Twenty years ago, Mary Beth Moye decided her students at Banks Elementary School could benefit from a lesson about the value of giving, what’s known this time of year as the true meaning of Christmas.
She organized a supply drive to assist a couple of local nonprofits, including the Friends of the Homeless shelter in Kinston.
First, the charitable campaign surprised her by outgrowing her expectations. “The kids started bringing in items and it got too big for my classroom. We started putting it in the gym,” Moye said Wednesday. “We opened (donations) up to the whole school and we filled the whole front of the gym.”
Then the campaign surprised her by lasting this long, by becoming a Christmas tradition at Banks over two decades.

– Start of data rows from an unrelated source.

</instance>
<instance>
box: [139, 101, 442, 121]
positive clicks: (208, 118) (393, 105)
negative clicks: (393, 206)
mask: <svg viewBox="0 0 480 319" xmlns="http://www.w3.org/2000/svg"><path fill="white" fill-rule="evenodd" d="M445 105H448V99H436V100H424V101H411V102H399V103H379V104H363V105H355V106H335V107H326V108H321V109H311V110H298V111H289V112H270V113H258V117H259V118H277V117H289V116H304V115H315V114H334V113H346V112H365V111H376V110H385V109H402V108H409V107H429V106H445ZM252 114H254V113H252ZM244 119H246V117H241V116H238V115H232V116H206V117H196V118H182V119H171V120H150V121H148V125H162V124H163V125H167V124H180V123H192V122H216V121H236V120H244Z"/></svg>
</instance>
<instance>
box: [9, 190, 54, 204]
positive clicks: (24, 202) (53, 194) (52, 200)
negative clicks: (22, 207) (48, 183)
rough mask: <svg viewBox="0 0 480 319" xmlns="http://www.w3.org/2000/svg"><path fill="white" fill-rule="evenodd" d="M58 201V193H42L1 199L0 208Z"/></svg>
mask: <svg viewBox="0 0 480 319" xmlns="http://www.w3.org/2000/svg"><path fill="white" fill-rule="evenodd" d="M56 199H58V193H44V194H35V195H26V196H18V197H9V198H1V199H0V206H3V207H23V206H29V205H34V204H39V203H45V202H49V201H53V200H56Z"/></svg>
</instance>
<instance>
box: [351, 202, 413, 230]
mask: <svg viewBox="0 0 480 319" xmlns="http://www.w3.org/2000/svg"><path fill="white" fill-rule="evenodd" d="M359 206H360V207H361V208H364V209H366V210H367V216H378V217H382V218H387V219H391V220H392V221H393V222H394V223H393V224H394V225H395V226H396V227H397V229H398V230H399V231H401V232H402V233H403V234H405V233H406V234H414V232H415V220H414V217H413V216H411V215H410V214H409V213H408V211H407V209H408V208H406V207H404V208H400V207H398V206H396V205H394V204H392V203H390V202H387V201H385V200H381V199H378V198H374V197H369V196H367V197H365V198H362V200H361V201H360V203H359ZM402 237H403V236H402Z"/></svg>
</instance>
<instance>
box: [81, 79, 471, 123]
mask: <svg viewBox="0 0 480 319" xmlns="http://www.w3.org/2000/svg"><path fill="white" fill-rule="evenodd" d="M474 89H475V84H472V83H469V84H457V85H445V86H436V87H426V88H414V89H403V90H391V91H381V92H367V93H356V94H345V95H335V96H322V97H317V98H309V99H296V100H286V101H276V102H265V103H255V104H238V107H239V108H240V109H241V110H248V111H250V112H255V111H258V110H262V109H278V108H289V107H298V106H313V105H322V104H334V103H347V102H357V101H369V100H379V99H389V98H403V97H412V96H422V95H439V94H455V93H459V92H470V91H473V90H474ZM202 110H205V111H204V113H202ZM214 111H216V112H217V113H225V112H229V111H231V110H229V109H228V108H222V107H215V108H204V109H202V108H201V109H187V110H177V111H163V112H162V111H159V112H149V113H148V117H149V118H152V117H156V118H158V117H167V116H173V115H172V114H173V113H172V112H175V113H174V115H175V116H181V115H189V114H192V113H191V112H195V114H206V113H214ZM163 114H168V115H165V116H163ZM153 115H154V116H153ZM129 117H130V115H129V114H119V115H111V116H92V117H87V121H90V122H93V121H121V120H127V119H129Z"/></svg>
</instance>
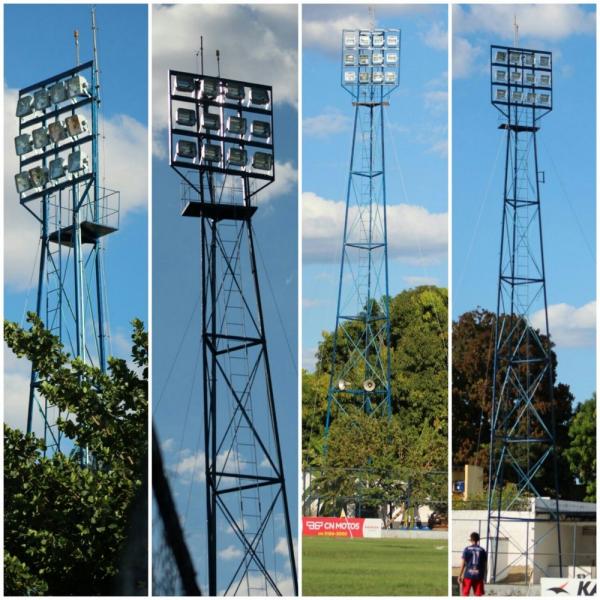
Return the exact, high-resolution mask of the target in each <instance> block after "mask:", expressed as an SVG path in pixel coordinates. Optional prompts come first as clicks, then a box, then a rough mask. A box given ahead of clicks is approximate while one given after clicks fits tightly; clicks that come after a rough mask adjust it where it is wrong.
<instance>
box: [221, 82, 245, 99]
mask: <svg viewBox="0 0 600 600" xmlns="http://www.w3.org/2000/svg"><path fill="white" fill-rule="evenodd" d="M225 97H226V98H229V99H230V100H243V99H244V98H245V97H246V88H245V87H244V86H243V85H242V84H241V83H233V82H232V81H229V82H228V83H227V91H226V92H225Z"/></svg>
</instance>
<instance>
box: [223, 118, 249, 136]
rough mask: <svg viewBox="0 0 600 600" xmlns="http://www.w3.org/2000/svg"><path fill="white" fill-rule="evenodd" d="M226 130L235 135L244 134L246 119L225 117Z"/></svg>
mask: <svg viewBox="0 0 600 600" xmlns="http://www.w3.org/2000/svg"><path fill="white" fill-rule="evenodd" d="M227 131H229V133H234V134H236V135H245V134H246V119H244V118H243V117H229V119H227Z"/></svg>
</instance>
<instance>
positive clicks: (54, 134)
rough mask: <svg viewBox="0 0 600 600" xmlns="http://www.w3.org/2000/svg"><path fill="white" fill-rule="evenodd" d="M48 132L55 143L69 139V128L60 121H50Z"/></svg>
mask: <svg viewBox="0 0 600 600" xmlns="http://www.w3.org/2000/svg"><path fill="white" fill-rule="evenodd" d="M48 134H49V135H50V139H51V140H52V141H53V142H54V143H55V144H58V142H62V141H63V140H66V139H67V130H66V129H65V128H64V126H63V124H62V123H61V122H60V121H55V122H54V123H50V125H48Z"/></svg>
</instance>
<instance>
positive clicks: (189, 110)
mask: <svg viewBox="0 0 600 600" xmlns="http://www.w3.org/2000/svg"><path fill="white" fill-rule="evenodd" d="M176 121H177V124H178V125H183V126H184V127H193V126H194V125H195V124H196V111H195V110H192V109H191V108H178V109H177V117H176Z"/></svg>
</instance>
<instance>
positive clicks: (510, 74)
mask: <svg viewBox="0 0 600 600" xmlns="http://www.w3.org/2000/svg"><path fill="white" fill-rule="evenodd" d="M507 78H508V73H507V72H506V71H504V70H502V69H497V70H496V71H494V81H495V82H496V83H507V81H508V79H507ZM510 82H511V83H513V84H515V85H536V86H538V87H550V85H551V84H552V77H551V76H550V73H545V72H541V73H540V72H537V73H534V72H533V71H525V72H523V71H511V72H510Z"/></svg>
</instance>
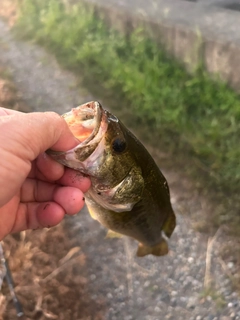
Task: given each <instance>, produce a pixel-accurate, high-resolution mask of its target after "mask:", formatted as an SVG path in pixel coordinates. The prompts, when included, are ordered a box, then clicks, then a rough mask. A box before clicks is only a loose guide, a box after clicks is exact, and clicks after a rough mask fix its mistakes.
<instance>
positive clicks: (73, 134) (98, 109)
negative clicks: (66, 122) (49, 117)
mask: <svg viewBox="0 0 240 320" xmlns="http://www.w3.org/2000/svg"><path fill="white" fill-rule="evenodd" d="M103 113H104V110H103V108H102V106H101V104H100V103H99V102H97V101H91V102H88V103H85V104H83V105H80V106H79V107H77V108H73V109H72V110H71V111H70V112H67V113H65V114H63V116H62V117H63V118H64V120H65V121H66V122H67V124H68V126H69V129H70V130H71V132H72V133H73V135H74V136H75V137H76V138H77V139H78V140H79V142H80V145H81V146H84V145H86V144H88V143H89V142H90V141H91V140H93V139H94V138H95V137H96V136H97V134H98V132H99V129H100V126H101V120H102V116H103Z"/></svg>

“Twenty years is a long time,” she said. “It just grew. It just became part of our school, part of what we do this time of year. I didn’t realize at the time how big it was going to become or how long it was going to last, but I’m glad that it has.”
There have been a few modifications over the years. Donations now go exclusively to the homeless shelter. For several years now, the campaign has been called The Giving Tree, and students are asked to bring food or supplies for the shelter instead of giving their teacher a Christmas gift. Paper ornaments bearing the name of the donating student and the teacher being honored are affixed to a tree in the school’s lobby.
But the lesson for students is unchanged. “It’s about the gift of giving, just teaching them that this is what it’s really about, giving back,” said Moye. “I think our kids are so blessed, and they don’t realize how blessed they are a lot of times.”
Jasper Newborn, longtime manager of the homeless shelter, will come to Banks on Friday morning to express his appreciation to Moye and the school and to pick up the donated supplies. He usually brings a few residents of the shelter to help gather the items.
That’s what is known, any time of year, as a teachable moment. “When it was just my classroom primarily, they would come into the classroom and talk to the kids,” Moye said. “With it involving the whole school, that’s not the case now; but at least the kids have an opportunity to put a face and a name with what we’re talking about here.”